02/18/2015 08:45 EST | Updated 04/20/2015 05:59 EDT

Loonie closes lower as oil prices retreat, Fed signals no rush to hike rates

TORONTO - The Canadian dollar closed lower Wednesday as oil prices retreated. But the currency closed above the worst levels of the session as the U.S. Federal Reserve signalled it was in no rush to raise interest rates from near zero, where they've been since the financial collapse of 2008.

The loonie declined 0.28 of a U.S. cent to 80.53 cents.

Minutes from the most recent meeting of the Fed on rates showed officials expressing concern about inflation and lingering weakness in the labour market. They also show that officials struggled to determine the appropriate timing for a rate hike.

Officials were also concerned about dropping the word "patient" to describe how long they were willing to wait, fearing that could cause financial markets to overreact.

Analysts had said that a string of strong economic reports was making it difficult for the Fed not to raise rates as early as June.

The rate story has been quite different in Canada after the Bank of Canada cut its key rate by a quarter point to 0.75 per cent in January to deal with the economic fallout from the collapse in oil prices. Many analysts think the central bank will follow up with another cut as early as March.

Meanwhile, oil prices declined after three days of advances with the March contract down $1.39 to US$52.14 a barrel.

April gold faded $8.40 US$1,200.2 an ounce while March copper gained three cents to US$2.61 a pound.

On the economic calendar, U.S. building permits in January fell 0.7 per cent from December to an annualized rate of 1.053 million units.

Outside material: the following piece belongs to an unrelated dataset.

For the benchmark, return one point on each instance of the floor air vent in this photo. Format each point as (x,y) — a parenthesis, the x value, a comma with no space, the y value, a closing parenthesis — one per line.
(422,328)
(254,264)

Other U.S. data showed that industrial production grew by 0.2 per cent in January, lower than the 0.4 per cent reading that economists had expected.

Traders also awaited an official proposal from Greece to extend a bailout program that would keep the country solvent and within the euro currency bloc.

The Greek plan would involve extending the 240 billion euro loan agreement that has kept the country afloat since 2010. However, it was unclear whether that would be acceptable to eurozone finance officials, who will meet Thursday to discuss the request, since the new government in Athens insists it will not accept any extension of previous bailout conditions.

Greece's creditors in the 19-country eurozone had given Greece until the end of the week to request an extension of the bailout agreement. After that, emergency liquid assistance (ELA) from the European Central Bank will likely dry up.